Author: Katie Van Ark
Genre: young adult, contemporary
Series: N/A
Pages: 368
Published: January 6 2015
Source: received from publisher for review
Rating: 2/5
Maddy Spier has been in love with the boy next door forever. As his figure skating partner she spends time in his arms every day. But she’s also seen his arms around other girls—lots of other girls.
Gabe can't imagine skating with anyone but Maddy, and together they have a real chance at winning some serious gold medals. So, he’s determined to keep thinking of her like a sister. After all, he’s never had a romantic relationship that lasted for more than two weeks.
But when their coach assigns a new romantic skating program, everything changes. Will this be the big break that Maddy’s been hoping for or the big breakup that Gabe has always feared?
The problem with The Boy Next Door lies with its length and the sheer amount of dramamongering for a contemporary novel. Sure, I expect a fair amount of tension and angst, but Katie Van Ark really.. exceeded.. my expectations with her debut from Swoon Reads. The book would be a whole star rating better if it was about 75 pages shorter and if half the narrative duo wasn't completely a waste of characterization. As it is with 368 pages, the plot especially feels thin trapped amongst the neverending drama -- like butter over too much bread, to take a quote from Bilbo Baggins.
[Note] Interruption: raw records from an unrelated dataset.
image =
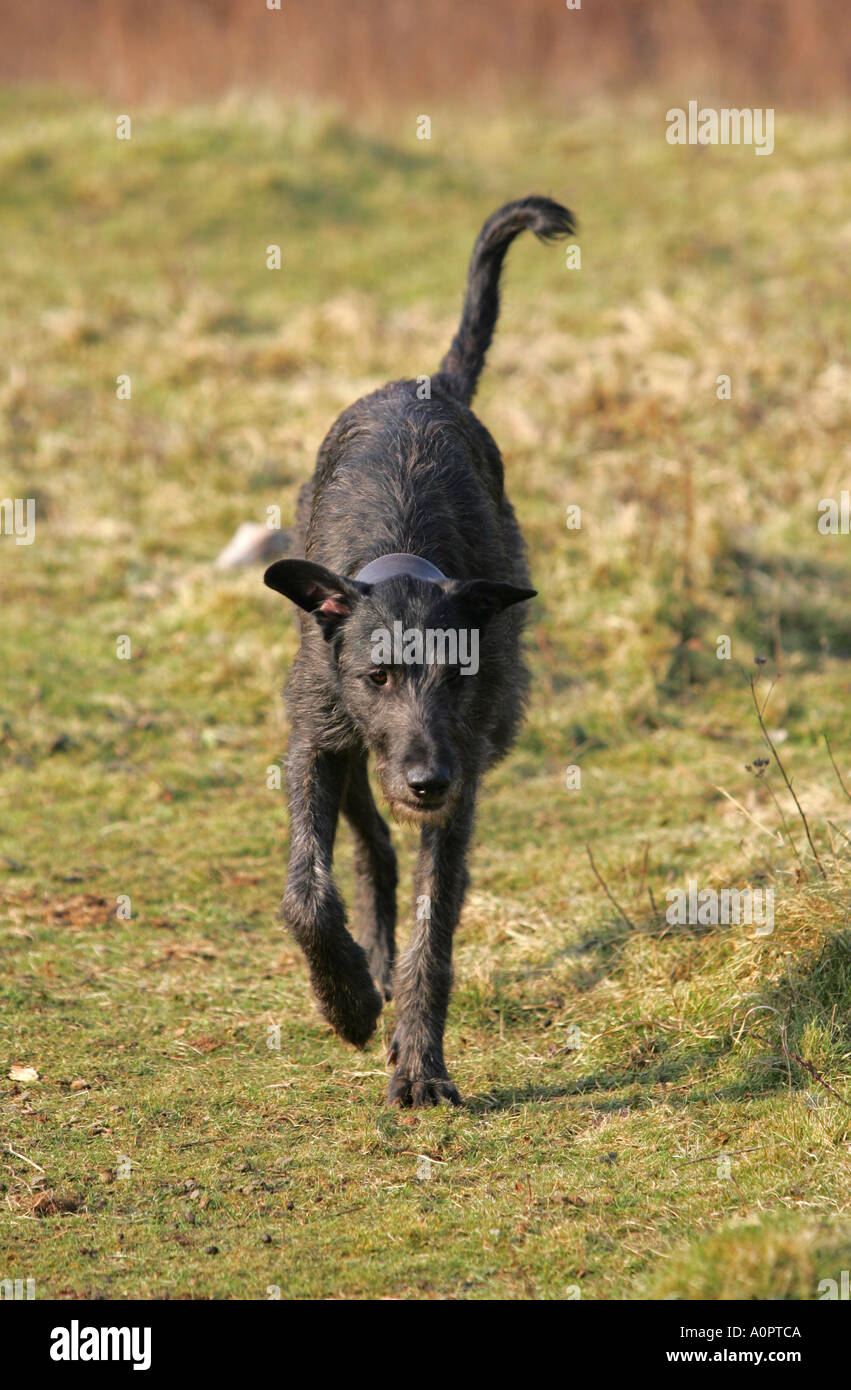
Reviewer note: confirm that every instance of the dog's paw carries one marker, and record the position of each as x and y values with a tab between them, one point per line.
420	1093
349	1000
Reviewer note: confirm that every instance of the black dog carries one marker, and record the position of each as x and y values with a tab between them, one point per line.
413	555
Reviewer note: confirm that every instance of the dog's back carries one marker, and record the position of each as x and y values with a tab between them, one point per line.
398	473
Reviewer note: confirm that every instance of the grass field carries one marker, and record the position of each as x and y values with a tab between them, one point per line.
168	1147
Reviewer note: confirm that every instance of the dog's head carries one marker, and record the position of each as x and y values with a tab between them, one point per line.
405	653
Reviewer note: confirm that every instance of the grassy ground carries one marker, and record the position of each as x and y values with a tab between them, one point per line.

To be entirely fair, The Boy Next Door has good bones in its premise but the drama suffocates the plot and characters in waaaangst. In a teen novel, I don't expect everyone to be level-headed or to make the best decisions possible, but Mady and especially Gabe make terrible decisions with no other authorial aim than creating more tension and drama and delaying the inevitable. It's frustrating and moreover, it's pointless. For 368 pages We all know why we read a book like this -- for the swoons, for the makeups, but they have no meaning if too much time is spent illustrating just how ill-suited these characters are for one another. Give me something to ship if you're going to drag out the narrative for 370 pages.
At least I liked Mady moderately well as a character and a narrator, but I can't say the same for her counterpart and partner Gabe. He's an ass -- and not one of the fun redeemable ones. I mean -- having your best friend break up with girls for you? By pretending she is your girlfriend? Sending said best friend -- that you know is in love with you -- mixed signals for many, many pages? And acting like a complete ass when she tries to figure out what the two of you are? By doing the whole "secret boyfriend!" trope? That is no way to endear yourself to an audience.
Honestly, I don't know why Mady cared so much about this guy (go for Jonah, I say.) There's being an antihero or an unlikeable character (both of which I love) and then there's Gabe... who's just a jerk. I do wish that Mady had not been quiiiite so...centered around Gabe and what Gabe wants and what Gabe says and that the overall OMG GABE!ness had been tuned down.
I really wanted to love this -- swoony romance plus ice skating! Friendship to love trope! And while some of it was good -- Mady for the most part, the families surrounding Gabe and Mady, the storytelling was strong -- it just wasn't enough to make me love the novel.